With world economic crisis impending, it was plain that Secretary Marshall and the President would need call on Congress by the winter to provide large-scale foreign aid. And while there was respect for the stature of General Marshall, it did not supplant the confidential relationship which had existed between the Congress and the Administration when Secretary Byrnes was in charge of the State Department. General Marshall, while recognizing courtesy with Congress, had not engaged in frank, private talks with Congressional leaders before or since the Moscow Foreign Ministers Council meeting. He had met with Senator Arthur Vandenberg, chairman of the Foreign Relations Committee, only once since his return and that was solely to discuss the treaty with Italy.
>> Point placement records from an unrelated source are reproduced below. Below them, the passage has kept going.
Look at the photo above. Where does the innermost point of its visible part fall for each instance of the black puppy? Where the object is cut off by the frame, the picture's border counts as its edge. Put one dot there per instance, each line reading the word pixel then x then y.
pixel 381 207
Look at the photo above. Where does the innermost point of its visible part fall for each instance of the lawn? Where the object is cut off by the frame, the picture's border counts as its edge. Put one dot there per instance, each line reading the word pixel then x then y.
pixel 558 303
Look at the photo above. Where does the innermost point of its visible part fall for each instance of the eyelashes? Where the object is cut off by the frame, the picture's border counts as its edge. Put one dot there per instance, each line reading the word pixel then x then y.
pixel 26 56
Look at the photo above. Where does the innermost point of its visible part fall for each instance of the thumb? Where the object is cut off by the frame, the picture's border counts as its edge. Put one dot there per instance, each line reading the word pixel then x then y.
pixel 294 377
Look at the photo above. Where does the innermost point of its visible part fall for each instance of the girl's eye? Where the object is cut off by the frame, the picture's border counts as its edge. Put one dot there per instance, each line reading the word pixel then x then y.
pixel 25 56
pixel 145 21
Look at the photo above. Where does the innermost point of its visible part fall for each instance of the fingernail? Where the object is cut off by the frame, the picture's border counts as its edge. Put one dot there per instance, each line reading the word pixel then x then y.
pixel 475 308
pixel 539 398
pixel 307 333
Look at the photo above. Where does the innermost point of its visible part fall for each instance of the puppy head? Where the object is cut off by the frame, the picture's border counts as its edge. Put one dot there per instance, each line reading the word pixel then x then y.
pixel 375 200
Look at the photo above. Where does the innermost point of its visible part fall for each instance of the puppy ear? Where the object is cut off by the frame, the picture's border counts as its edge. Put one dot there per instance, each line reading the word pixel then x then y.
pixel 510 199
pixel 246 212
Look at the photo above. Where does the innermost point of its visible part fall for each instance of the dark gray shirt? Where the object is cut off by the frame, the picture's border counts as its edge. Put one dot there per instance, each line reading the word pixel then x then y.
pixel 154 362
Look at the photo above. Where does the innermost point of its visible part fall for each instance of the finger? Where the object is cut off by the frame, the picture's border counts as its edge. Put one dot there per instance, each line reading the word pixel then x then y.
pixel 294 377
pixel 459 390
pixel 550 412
Should the relationship continue in that vein, foreign policy would become a dominant issue in the campaign. While Senator Vandenberg and some other leading Republicans might vote with the Administration on the issue of further aid, they would not take the role of leadership of other Republicans in this course unless the Administration took them into its confidence in the formation of foreign policy.
It had to be recalled, they remind, that Secretary Byrnes, in the early weeks of his tenure, had also let the relationship with Congress, enjoyed by predecessor Edward Stettinius, deteriorate. And Undersecretary Dean Acheson, now departing the State Department, had been essential in preserving the relationship with Congress during this interlude as Secretary Marshall adjusted to the role. There were signs that the interlude in relations was drawing to a close.
A letter finds the WCTU to be a worthy organization, as long as it would stick to education, and not campaign for prohibition by law. He finds the Christian element of the organization violated when it did so, for not forgiving civil wrongs, but rather seeking to add to the penalties.
He had read recently of a man sentenced in England to six months in jail for robbing the poor-box. The latter day Christians wanted to throw the book at offenders, when Christ said to forgive "seventy times seven".
He finds most instructive on abstinence Paul's statement, "If meat cause my brother to offend, I will eat no more meat while the world stands." He had not urged prohibiting the sale of meat.
A letter writer likewise was impressed with this statement, the subject recently of Rev. C. E. Kraemer of the First Presbyterian Church in the city. As a visitor to the city, he saw no alcohol in evidence, but in reading occasionally the "Peoples' Platform", he had concluded that the city must be a dangerous, lawless place. He thinks the ABC opponents ought look at Paul's sermon on meat.
A letter writer says that she will vote against the ABC stores, for the usual reasons. She doesn't like the ABC's.